This water-based computer processing is much different than our typical electronic computer in that it functions as a physical laboratory at the same time as it executes logical processing commands.
See how the new water droplet computer works in the video below.
The coils of wire create a magnetic field that functions as a clock, or a timer, that controls the release of each water droplet. The binary coding is created by the timing of the droplets, and actual physical manipulation of the material carried within the water droplet takes place based on the commands produced by the timing of the release of each water droplet.
Popular Science refers to this new way of computing as “surprising” and notes that plans are being made to release the design of the water droplet computer to the public.
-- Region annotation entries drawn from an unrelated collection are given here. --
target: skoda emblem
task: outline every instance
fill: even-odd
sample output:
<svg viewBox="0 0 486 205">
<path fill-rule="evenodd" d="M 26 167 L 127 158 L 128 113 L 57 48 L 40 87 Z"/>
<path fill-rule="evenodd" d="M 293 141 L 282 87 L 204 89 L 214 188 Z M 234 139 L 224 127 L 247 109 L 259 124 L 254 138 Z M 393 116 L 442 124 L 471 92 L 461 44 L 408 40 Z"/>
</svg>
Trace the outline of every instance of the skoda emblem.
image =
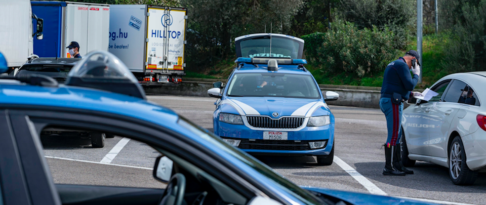
<svg viewBox="0 0 486 205">
<path fill-rule="evenodd" d="M 273 117 L 278 117 L 278 113 L 277 112 L 273 112 L 273 113 L 272 113 L 272 116 L 273 116 Z"/>
</svg>

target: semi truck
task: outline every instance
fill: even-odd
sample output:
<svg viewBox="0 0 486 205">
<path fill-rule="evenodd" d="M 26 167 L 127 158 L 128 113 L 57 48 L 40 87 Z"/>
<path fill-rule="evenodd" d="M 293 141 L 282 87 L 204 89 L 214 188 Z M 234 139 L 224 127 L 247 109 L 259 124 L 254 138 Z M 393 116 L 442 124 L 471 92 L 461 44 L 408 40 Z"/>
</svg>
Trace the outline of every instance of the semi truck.
<svg viewBox="0 0 486 205">
<path fill-rule="evenodd" d="M 0 0 L 0 52 L 9 67 L 24 64 L 34 53 L 34 37 L 43 38 L 43 20 L 34 14 L 29 0 Z"/>
<path fill-rule="evenodd" d="M 187 9 L 152 5 L 110 7 L 108 51 L 143 86 L 182 81 Z"/>
<path fill-rule="evenodd" d="M 44 19 L 44 38 L 34 39 L 33 53 L 40 57 L 69 58 L 71 42 L 79 54 L 108 51 L 110 5 L 58 1 L 31 1 L 32 12 Z"/>
</svg>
Smithsonian notes that the exciting new computer design was ten years in the making, and that the team hopes to produce a much smaller version that can perform many operations much more quickly. The team has demonstrated that the water droplet computer can be used for everything that is key for basic computation, including logic gates and feedback that define what a computer is.
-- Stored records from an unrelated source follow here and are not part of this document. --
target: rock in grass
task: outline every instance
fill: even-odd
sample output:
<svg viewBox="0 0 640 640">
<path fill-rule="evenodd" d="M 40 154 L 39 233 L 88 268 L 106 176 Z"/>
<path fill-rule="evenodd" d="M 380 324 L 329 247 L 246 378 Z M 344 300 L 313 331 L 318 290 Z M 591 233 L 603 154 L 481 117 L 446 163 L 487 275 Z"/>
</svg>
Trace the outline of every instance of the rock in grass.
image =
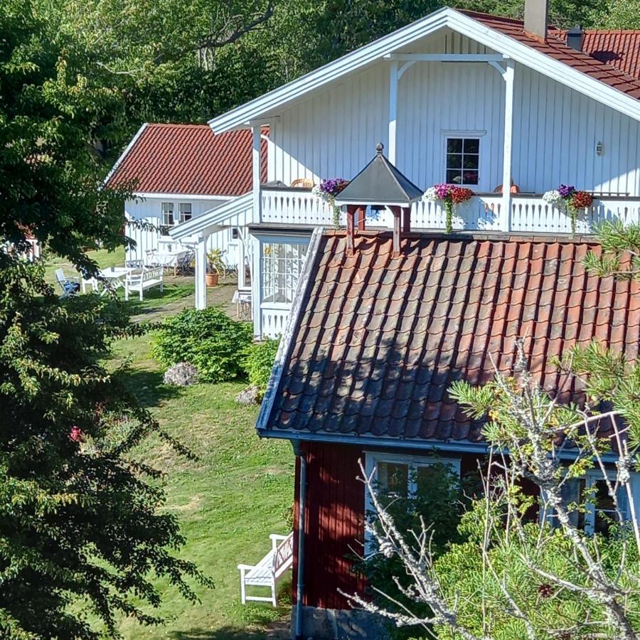
<svg viewBox="0 0 640 640">
<path fill-rule="evenodd" d="M 198 382 L 198 369 L 188 362 L 178 362 L 164 372 L 163 380 L 166 385 L 186 387 Z"/>
<path fill-rule="evenodd" d="M 242 389 L 235 396 L 235 401 L 239 405 L 259 405 L 262 401 L 262 392 L 255 385 Z"/>
</svg>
A recent press release from Stanford includes contact information for the team that created the water droplet technology, and explains that the entire goal was to bring forward a brand new type of computer for public use.
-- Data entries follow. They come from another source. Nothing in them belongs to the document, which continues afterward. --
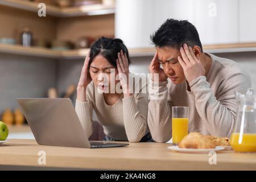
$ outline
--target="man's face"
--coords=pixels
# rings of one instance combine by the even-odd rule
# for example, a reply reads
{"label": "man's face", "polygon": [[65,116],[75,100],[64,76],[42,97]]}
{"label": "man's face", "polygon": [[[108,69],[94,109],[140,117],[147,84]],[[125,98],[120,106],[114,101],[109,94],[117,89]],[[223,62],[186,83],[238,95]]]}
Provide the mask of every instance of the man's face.
{"label": "man's face", "polygon": [[186,81],[183,69],[179,63],[178,56],[181,57],[179,49],[165,46],[157,47],[158,59],[162,65],[164,73],[175,84],[180,84]]}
“A camera records the interactions between individual droplets, allowing observation of computation as it occurs in real time. The presence or absence of a droplet represents the 1s and 0s of binary code, and the clock ensures that all the droplets move in perfect synchrony, and thus the system can run virtually forever without any errors.”
Perpetual motion, fluid mechanics, nano particles, and miniature laboratories — this new computer design is sure to be applied in many different ways over the next few years.